O especialista orienta que, caso pais ou responsáveis decidam questionar o pedido de algum item da lista, o melhor é fazê-lo por escrito, para formalizar o procedimento e deixar o processo registrado. “As escolas geralmente são ambientes abertos ao debate”, diz Guedes.
“Mas se o descontentamento for de todos os pais ou de um grupo deles, existem associações de pais ou responsáveis que podem auxiliar no diálogo”, acrescenta. As associações podem ser instadas a intervir em nome do grupo e têm condições de travar diálogo mais incisivo com as instituições de ensino.
Caso a situação não se resolva, é possível ainda acionar o Procon (Programa de Proteção e Defesa do Consumidor). O advogado explica que o órgão tem a capacidade de notificar as escolas e, eventualmente, aplicar punições. Se mesmo assim a discordância se mantiver, o que é raro, o poder judiciário pode ser acionado.
Particulares e públicas
A cobrança de materiais de uso coletivo é vedada tanto a instituições de ensino privadas quanto àquelas públicas. Guedes afirma que tais itens compõem a estrutura que deve ser ofertada pelas escolas. No caso das instituições particulares, os valores que correspondem à estrutura devem estar inclusos nas mensalidades e valores extra não podem ser cobrados.
No caso das escolas públicas, em que não há cobrança de mensalidade, a regra também vale: tudo que fizer parte da estrutura que deve ser fornecida pela escola não pode ser cobrado dos pais ou responsáveis.
“Serviços públicos são regulados pelo Artigo 22 do Código de Defesa do Consumidor, desde o atendimento oferecido no posto de saúde até o ensino público”, sublinha Guedes.
O código determina que “Os órgãos públicos, por si ou suas empresas, concessionárias, permissionárias ou sob qualquer outra forma de empreendimento, são obrigados a fornecer serviços adequados, eficientes, seguros e, quanto aos essenciais, contínuos”.
Não é raro que escolas públicas façam pedidos de doação para a comunidade escolar, como lembra o advogado, mas pais não têm qualquer obrigação de colaborar. “Muitas escolas públicas têm déficit de estrutura, é comum que peçam doações”, diz o especialista, mas ressalta que “bom senso” é a palavra-chave: colabora apenas quem quiser.
Constrangimento
Regra importante destacada pelo especialista é que nenhum aluno pode ser impedido de participar de qualquer atividade pedagógica. “A criança não pode passar pelo constrangimento de não participar de uma atividade porque seus pais ou responsáveis deixaram de comprar algum item pedido pela escola”, sublinha.

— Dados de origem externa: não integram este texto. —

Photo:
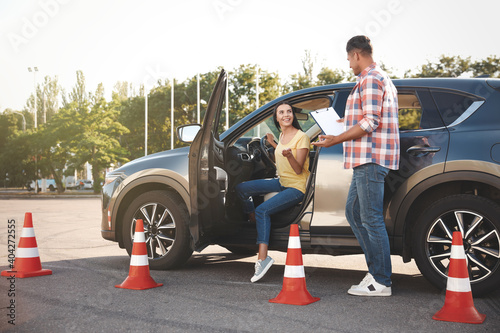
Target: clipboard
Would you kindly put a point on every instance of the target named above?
(327, 120)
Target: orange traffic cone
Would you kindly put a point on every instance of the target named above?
(138, 276)
(294, 289)
(27, 262)
(458, 304)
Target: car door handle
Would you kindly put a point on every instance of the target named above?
(422, 150)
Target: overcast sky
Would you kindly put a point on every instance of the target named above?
(143, 41)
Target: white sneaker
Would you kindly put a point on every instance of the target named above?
(261, 268)
(370, 288)
(367, 278)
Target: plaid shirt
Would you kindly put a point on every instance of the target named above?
(373, 104)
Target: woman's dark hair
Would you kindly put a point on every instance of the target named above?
(295, 122)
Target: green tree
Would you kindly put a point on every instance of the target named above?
(330, 76)
(96, 135)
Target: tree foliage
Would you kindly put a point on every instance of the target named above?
(85, 127)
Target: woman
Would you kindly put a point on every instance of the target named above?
(292, 164)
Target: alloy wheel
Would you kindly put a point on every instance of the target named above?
(159, 228)
(480, 238)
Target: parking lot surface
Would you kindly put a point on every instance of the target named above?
(211, 293)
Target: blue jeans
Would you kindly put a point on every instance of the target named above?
(364, 212)
(287, 197)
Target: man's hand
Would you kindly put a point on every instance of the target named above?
(326, 141)
(287, 152)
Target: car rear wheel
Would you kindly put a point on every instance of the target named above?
(477, 219)
(166, 229)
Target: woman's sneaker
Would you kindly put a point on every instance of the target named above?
(370, 288)
(367, 278)
(261, 268)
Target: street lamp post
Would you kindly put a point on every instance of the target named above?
(24, 120)
(34, 70)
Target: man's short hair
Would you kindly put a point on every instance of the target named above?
(361, 43)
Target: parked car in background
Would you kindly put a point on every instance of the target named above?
(49, 183)
(449, 180)
(84, 184)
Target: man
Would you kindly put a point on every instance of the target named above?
(371, 148)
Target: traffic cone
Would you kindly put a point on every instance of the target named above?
(458, 303)
(138, 276)
(294, 289)
(27, 262)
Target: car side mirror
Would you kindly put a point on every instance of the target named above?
(187, 133)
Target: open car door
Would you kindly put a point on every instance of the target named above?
(207, 179)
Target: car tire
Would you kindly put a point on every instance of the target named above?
(478, 219)
(167, 237)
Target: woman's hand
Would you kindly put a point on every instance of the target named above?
(270, 139)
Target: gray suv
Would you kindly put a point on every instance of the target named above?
(448, 180)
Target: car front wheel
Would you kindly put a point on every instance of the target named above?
(477, 219)
(166, 229)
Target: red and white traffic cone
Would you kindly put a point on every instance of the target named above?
(138, 276)
(458, 303)
(294, 289)
(27, 262)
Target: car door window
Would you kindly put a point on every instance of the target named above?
(452, 105)
(417, 111)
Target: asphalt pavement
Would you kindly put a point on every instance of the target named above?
(211, 293)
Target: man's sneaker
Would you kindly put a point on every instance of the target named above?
(367, 278)
(261, 268)
(370, 288)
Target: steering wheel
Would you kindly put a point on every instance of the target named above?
(267, 151)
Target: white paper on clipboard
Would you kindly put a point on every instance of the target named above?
(327, 121)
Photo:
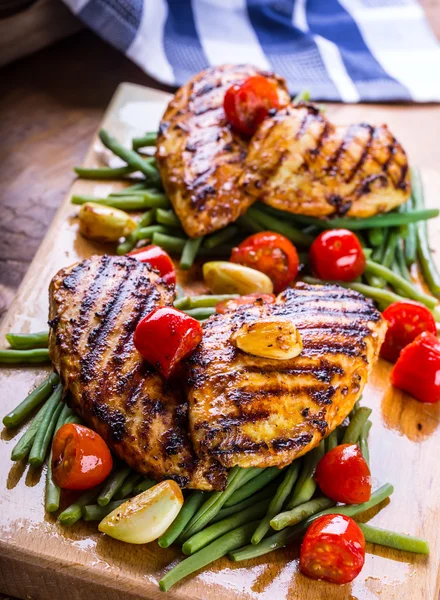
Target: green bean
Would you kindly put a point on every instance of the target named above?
(221, 237)
(171, 244)
(254, 485)
(300, 512)
(390, 249)
(284, 537)
(189, 252)
(112, 485)
(353, 431)
(28, 341)
(95, 512)
(375, 236)
(200, 313)
(46, 428)
(277, 501)
(212, 506)
(247, 223)
(302, 96)
(401, 283)
(210, 300)
(13, 357)
(384, 220)
(34, 399)
(363, 441)
(264, 494)
(52, 491)
(143, 486)
(128, 485)
(429, 269)
(72, 514)
(131, 158)
(211, 533)
(382, 296)
(332, 440)
(305, 486)
(104, 172)
(273, 224)
(220, 547)
(392, 539)
(149, 139)
(188, 510)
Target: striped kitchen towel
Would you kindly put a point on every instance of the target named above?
(349, 50)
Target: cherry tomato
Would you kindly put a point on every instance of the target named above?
(158, 259)
(247, 104)
(343, 475)
(234, 303)
(417, 370)
(333, 549)
(80, 458)
(337, 255)
(165, 337)
(270, 253)
(406, 320)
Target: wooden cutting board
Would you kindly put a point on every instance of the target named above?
(41, 559)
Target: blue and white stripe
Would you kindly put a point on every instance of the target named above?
(349, 50)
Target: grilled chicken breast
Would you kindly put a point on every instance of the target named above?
(199, 156)
(301, 163)
(94, 309)
(251, 411)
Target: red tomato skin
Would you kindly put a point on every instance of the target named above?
(249, 299)
(80, 458)
(406, 320)
(333, 549)
(158, 259)
(337, 255)
(272, 254)
(417, 370)
(343, 475)
(165, 337)
(247, 104)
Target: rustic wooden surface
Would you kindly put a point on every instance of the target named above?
(39, 559)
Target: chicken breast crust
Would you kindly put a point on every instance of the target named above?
(259, 412)
(301, 163)
(199, 156)
(95, 306)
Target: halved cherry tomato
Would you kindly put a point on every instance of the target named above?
(337, 255)
(248, 104)
(406, 320)
(158, 259)
(333, 549)
(80, 458)
(417, 370)
(166, 336)
(343, 475)
(234, 303)
(270, 253)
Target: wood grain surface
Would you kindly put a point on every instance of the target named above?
(40, 559)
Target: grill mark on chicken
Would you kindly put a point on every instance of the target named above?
(142, 418)
(250, 411)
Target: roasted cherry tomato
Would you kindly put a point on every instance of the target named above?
(417, 370)
(343, 475)
(80, 458)
(158, 259)
(247, 104)
(234, 303)
(333, 549)
(165, 337)
(270, 253)
(406, 320)
(337, 255)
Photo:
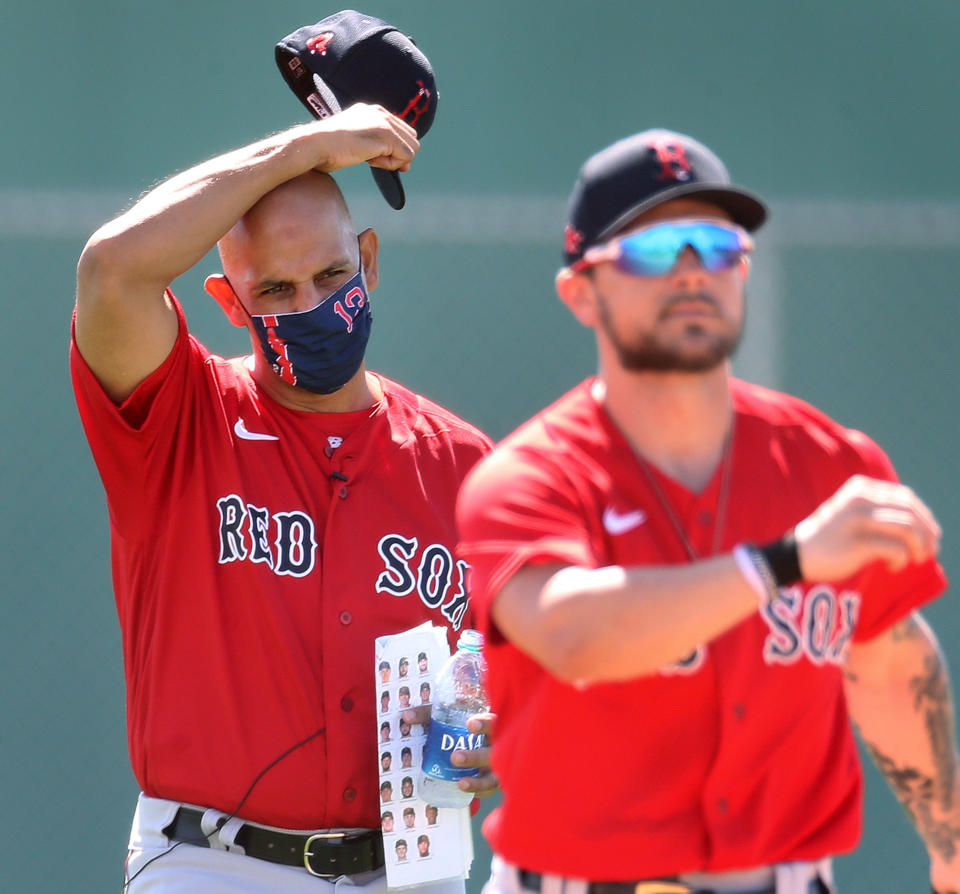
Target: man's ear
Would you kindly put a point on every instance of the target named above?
(218, 286)
(369, 257)
(577, 291)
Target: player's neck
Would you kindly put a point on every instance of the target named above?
(679, 422)
(362, 391)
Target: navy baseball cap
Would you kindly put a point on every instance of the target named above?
(351, 57)
(642, 171)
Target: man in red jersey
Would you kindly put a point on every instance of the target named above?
(270, 515)
(714, 578)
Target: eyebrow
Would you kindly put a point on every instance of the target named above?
(334, 267)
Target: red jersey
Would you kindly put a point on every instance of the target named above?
(742, 754)
(258, 551)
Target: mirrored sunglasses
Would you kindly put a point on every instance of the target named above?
(655, 250)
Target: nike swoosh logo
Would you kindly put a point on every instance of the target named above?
(619, 523)
(240, 430)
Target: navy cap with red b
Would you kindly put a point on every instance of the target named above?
(642, 171)
(351, 57)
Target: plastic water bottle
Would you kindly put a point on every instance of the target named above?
(458, 694)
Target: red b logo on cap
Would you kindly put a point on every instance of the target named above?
(673, 161)
(319, 43)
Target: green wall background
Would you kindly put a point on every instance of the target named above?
(842, 113)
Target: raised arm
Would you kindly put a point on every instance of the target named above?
(614, 623)
(125, 326)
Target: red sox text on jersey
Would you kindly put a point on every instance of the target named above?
(287, 543)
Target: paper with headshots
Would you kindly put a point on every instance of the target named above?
(421, 843)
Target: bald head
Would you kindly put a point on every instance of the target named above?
(304, 221)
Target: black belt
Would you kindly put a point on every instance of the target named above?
(326, 854)
(533, 881)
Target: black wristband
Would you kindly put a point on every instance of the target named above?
(783, 560)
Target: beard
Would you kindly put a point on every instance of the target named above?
(695, 350)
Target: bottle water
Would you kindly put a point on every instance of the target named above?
(458, 694)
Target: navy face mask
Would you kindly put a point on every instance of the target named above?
(319, 349)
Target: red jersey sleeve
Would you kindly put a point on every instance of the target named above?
(134, 443)
(890, 596)
(516, 509)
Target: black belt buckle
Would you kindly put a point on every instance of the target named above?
(664, 886)
(307, 853)
(332, 854)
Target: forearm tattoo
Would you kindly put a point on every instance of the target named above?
(921, 793)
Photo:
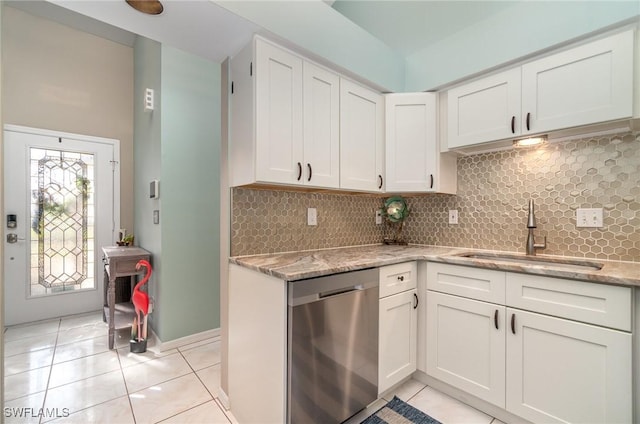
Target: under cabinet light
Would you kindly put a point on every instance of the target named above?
(531, 141)
(150, 7)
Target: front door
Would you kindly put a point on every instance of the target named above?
(60, 209)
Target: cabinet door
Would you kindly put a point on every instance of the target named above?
(561, 371)
(361, 138)
(587, 84)
(397, 338)
(321, 127)
(465, 281)
(278, 114)
(466, 346)
(411, 142)
(484, 110)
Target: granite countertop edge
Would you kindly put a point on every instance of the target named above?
(293, 266)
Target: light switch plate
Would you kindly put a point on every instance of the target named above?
(312, 216)
(453, 216)
(378, 216)
(589, 217)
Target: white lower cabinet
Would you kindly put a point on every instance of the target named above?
(398, 325)
(542, 368)
(466, 345)
(561, 371)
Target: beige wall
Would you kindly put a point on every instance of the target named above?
(58, 78)
(493, 194)
(1, 226)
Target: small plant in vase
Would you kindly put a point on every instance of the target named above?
(395, 211)
(126, 240)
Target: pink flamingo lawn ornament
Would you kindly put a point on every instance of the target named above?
(141, 300)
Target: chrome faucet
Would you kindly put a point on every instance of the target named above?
(531, 225)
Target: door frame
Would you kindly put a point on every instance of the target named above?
(115, 145)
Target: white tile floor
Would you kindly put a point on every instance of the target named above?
(65, 366)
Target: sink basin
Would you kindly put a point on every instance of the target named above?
(571, 264)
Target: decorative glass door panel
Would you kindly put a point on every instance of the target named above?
(62, 193)
(62, 220)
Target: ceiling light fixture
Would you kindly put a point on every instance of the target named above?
(150, 7)
(531, 141)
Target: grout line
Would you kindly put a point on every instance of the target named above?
(55, 347)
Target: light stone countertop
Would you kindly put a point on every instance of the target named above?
(294, 266)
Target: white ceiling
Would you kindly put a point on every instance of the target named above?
(197, 26)
(408, 26)
(206, 29)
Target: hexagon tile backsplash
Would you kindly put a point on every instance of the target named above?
(493, 193)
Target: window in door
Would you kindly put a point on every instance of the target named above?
(62, 221)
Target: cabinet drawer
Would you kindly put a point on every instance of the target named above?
(474, 283)
(398, 278)
(599, 304)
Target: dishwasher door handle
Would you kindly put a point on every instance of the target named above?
(343, 290)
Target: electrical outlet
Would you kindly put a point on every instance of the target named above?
(453, 216)
(589, 217)
(379, 217)
(312, 216)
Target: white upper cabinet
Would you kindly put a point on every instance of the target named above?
(284, 119)
(588, 84)
(279, 152)
(484, 110)
(321, 127)
(413, 159)
(361, 138)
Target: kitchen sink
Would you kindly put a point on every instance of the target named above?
(571, 264)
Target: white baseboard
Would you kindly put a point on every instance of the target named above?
(224, 399)
(160, 346)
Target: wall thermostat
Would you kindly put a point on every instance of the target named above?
(154, 189)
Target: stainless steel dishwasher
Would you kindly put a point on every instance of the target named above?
(332, 346)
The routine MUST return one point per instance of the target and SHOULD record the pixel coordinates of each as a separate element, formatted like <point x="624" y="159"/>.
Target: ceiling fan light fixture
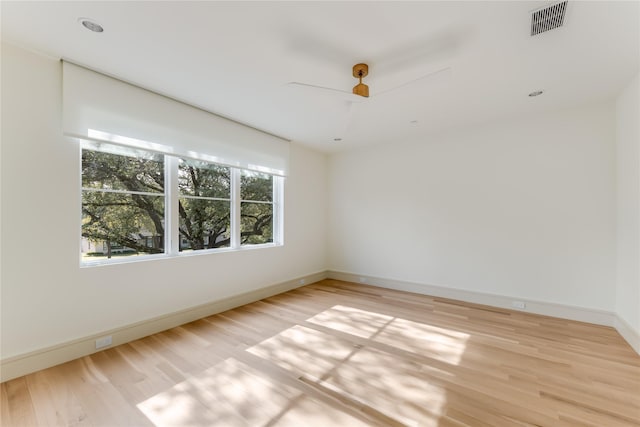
<point x="360" y="71"/>
<point x="361" y="89"/>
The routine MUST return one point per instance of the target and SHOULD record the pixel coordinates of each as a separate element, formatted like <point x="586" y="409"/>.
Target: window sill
<point x="146" y="258"/>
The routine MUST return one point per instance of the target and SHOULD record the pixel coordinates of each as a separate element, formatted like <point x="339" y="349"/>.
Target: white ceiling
<point x="235" y="58"/>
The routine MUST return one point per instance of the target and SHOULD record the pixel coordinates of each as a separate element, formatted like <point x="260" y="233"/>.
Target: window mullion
<point x="172" y="233"/>
<point x="235" y="208"/>
<point x="278" y="211"/>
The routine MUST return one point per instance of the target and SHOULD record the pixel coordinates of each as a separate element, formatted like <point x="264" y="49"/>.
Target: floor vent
<point x="548" y="18"/>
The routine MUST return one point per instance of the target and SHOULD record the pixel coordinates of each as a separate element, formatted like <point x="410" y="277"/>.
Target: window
<point x="123" y="201"/>
<point x="204" y="205"/>
<point x="256" y="208"/>
<point x="127" y="207"/>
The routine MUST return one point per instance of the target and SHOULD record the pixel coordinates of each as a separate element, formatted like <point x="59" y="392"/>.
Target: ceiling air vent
<point x="548" y="18"/>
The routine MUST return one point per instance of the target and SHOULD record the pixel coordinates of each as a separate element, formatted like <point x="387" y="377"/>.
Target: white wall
<point x="524" y="208"/>
<point x="628" y="203"/>
<point x="46" y="297"/>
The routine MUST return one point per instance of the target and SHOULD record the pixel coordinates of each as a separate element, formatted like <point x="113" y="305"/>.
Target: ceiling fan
<point x="360" y="92"/>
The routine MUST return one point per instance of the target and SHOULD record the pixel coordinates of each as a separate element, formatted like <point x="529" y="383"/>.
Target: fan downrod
<point x="360" y="71"/>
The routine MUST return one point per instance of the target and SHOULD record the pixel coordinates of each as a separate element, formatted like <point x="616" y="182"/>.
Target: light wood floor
<point x="343" y="354"/>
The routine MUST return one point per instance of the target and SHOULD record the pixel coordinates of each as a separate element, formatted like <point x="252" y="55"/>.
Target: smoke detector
<point x="548" y="18"/>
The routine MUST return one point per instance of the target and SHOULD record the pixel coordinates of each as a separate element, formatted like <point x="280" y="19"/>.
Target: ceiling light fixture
<point x="91" y="25"/>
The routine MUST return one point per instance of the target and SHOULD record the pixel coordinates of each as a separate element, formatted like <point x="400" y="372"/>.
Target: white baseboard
<point x="582" y="314"/>
<point x="628" y="333"/>
<point x="599" y="317"/>
<point x="24" y="364"/>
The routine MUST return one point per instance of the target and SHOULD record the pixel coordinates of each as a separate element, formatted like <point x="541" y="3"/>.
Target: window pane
<point x="256" y="186"/>
<point x="196" y="178"/>
<point x="204" y="224"/>
<point x="122" y="172"/>
<point x="256" y="223"/>
<point x="121" y="224"/>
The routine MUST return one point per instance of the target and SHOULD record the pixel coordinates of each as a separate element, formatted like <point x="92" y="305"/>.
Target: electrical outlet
<point x="104" y="341"/>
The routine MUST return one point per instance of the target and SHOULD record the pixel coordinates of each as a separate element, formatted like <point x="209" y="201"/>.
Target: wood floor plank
<point x="345" y="354"/>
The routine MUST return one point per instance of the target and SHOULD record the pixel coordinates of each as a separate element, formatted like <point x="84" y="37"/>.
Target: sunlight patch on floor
<point x="374" y="378"/>
<point x="233" y="394"/>
<point x="351" y="320"/>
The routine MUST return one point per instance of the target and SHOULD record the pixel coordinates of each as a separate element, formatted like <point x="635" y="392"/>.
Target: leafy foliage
<point x="114" y="212"/>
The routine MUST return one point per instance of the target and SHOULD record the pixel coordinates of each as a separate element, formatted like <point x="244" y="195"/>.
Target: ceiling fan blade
<point x="336" y="93"/>
<point x="439" y="73"/>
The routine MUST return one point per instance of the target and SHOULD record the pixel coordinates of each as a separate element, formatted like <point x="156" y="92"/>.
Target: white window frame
<point x="172" y="221"/>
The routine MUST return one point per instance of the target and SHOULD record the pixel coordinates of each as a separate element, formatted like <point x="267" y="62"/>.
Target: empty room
<point x="320" y="213"/>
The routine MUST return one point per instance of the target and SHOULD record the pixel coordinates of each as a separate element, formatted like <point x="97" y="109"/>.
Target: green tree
<point x="115" y="211"/>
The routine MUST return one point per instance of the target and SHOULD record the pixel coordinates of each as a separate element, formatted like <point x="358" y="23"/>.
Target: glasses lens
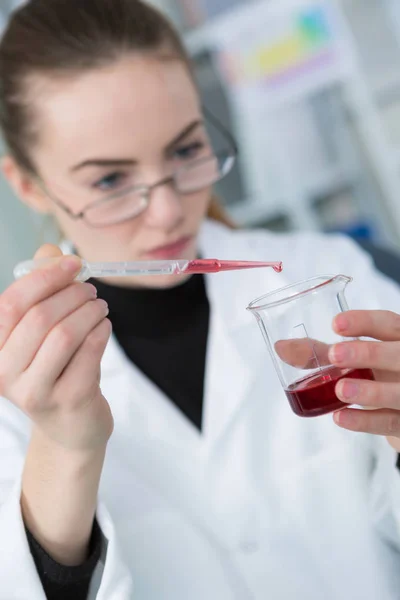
<point x="127" y="205"/>
<point x="203" y="173"/>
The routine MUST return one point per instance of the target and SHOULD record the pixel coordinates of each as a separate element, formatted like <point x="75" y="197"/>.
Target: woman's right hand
<point x="53" y="333"/>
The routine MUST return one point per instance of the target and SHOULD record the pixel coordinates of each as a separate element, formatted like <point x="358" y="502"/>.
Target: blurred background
<point x="311" y="91"/>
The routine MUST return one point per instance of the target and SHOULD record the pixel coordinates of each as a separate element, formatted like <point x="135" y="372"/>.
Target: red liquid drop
<point x="315" y="395"/>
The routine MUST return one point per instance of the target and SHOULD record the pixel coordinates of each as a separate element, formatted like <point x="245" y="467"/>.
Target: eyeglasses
<point x="131" y="201"/>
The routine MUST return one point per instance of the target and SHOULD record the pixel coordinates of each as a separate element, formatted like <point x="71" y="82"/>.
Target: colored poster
<point x="282" y="49"/>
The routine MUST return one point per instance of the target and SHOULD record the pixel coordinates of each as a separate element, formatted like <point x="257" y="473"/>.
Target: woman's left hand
<point x="383" y="357"/>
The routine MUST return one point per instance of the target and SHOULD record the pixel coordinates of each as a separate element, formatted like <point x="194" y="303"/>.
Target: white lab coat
<point x="262" y="505"/>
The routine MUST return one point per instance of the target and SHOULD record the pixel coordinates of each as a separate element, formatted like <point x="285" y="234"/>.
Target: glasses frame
<point x="146" y="190"/>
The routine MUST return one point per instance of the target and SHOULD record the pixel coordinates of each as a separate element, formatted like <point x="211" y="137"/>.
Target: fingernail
<point x="347" y="390"/>
<point x="340" y="353"/>
<point x="93" y="290"/>
<point x="341" y="323"/>
<point x="72" y="264"/>
<point x="336" y="417"/>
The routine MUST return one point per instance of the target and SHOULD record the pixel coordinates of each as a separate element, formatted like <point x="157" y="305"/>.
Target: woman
<point x="185" y="475"/>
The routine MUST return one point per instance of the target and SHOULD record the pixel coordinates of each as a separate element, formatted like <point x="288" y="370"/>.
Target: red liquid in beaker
<point x="315" y="395"/>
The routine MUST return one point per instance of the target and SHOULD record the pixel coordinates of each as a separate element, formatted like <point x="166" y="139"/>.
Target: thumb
<point x="48" y="251"/>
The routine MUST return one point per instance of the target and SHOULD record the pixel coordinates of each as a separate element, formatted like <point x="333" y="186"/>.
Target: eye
<point x="110" y="182"/>
<point x="189" y="152"/>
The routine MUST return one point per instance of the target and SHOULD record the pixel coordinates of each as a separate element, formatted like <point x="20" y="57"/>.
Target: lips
<point x="173" y="250"/>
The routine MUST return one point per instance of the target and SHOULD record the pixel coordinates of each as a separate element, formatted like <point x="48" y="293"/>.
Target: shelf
<point x="250" y="213"/>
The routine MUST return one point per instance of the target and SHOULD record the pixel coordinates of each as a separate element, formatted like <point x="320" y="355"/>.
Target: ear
<point x="24" y="185"/>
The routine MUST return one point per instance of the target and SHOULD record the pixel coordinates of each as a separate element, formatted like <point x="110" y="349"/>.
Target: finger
<point x="23" y="294"/>
<point x="30" y="333"/>
<point x="303" y="353"/>
<point x="379" y="324"/>
<point x="48" y="251"/>
<point x="379" y="422"/>
<point x="83" y="370"/>
<point x="63" y="341"/>
<point x="366" y="355"/>
<point x="373" y="394"/>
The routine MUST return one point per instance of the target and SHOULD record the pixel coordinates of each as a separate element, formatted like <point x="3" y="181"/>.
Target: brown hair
<point x="63" y="37"/>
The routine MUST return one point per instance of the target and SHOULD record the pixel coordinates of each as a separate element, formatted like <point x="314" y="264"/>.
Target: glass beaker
<point x="296" y="323"/>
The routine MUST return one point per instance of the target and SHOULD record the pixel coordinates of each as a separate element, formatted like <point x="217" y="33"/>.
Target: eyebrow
<point x="123" y="162"/>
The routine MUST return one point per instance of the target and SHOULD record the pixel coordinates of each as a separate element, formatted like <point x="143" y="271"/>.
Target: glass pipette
<point x="159" y="267"/>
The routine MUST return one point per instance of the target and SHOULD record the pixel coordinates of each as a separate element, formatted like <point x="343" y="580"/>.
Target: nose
<point x="165" y="207"/>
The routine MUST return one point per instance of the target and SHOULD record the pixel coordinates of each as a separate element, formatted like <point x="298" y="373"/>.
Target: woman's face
<point x="132" y="123"/>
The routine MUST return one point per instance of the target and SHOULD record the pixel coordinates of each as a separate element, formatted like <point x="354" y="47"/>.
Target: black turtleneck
<point x="164" y="333"/>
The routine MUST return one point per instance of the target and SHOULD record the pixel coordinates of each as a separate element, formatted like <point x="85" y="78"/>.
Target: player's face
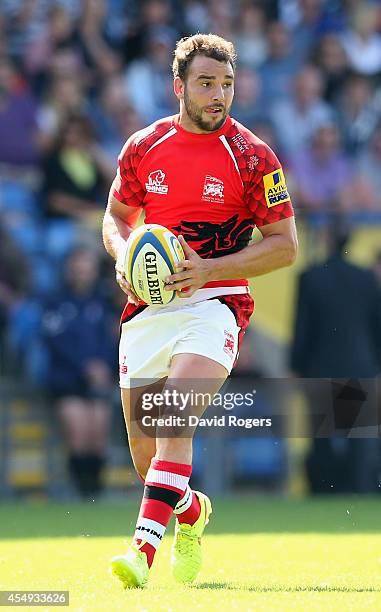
<point x="208" y="93"/>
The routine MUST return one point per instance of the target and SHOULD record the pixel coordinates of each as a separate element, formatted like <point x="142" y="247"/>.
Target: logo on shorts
<point x="155" y="182"/>
<point x="229" y="345"/>
<point x="275" y="188"/>
<point x="253" y="162"/>
<point x="123" y="367"/>
<point x="213" y="189"/>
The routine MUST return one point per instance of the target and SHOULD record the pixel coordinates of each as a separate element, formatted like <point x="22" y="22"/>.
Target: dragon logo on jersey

Casos dessa natureza podem até mesmo levar a pedidos de indenização pelo mal-estar causado aos estudantes.
Outras proibições
Além do impedimento de exigir materiais de uso coletivo, as instituições de ensino também não podem cobrar que os itens sejam de marcas específicas ou que sejam comprados em lojas específicas.
Também não é permitido exigir que os materiais sejam novos: é possível reaproveitar ou comprar itens usados.
Guedes explica que há exceções. A compra de produtos que envolvem direitos autorais, como uniformes ou apostilas exclusivas, não pode ser questionada. “Nessas situações, pais não podem brigar. O uniforme é algo patenteado, não dá para substituir”, cita o especialista. “Mas tem que ter razoabilidade, inclusive nos preços cobrados”, reitera.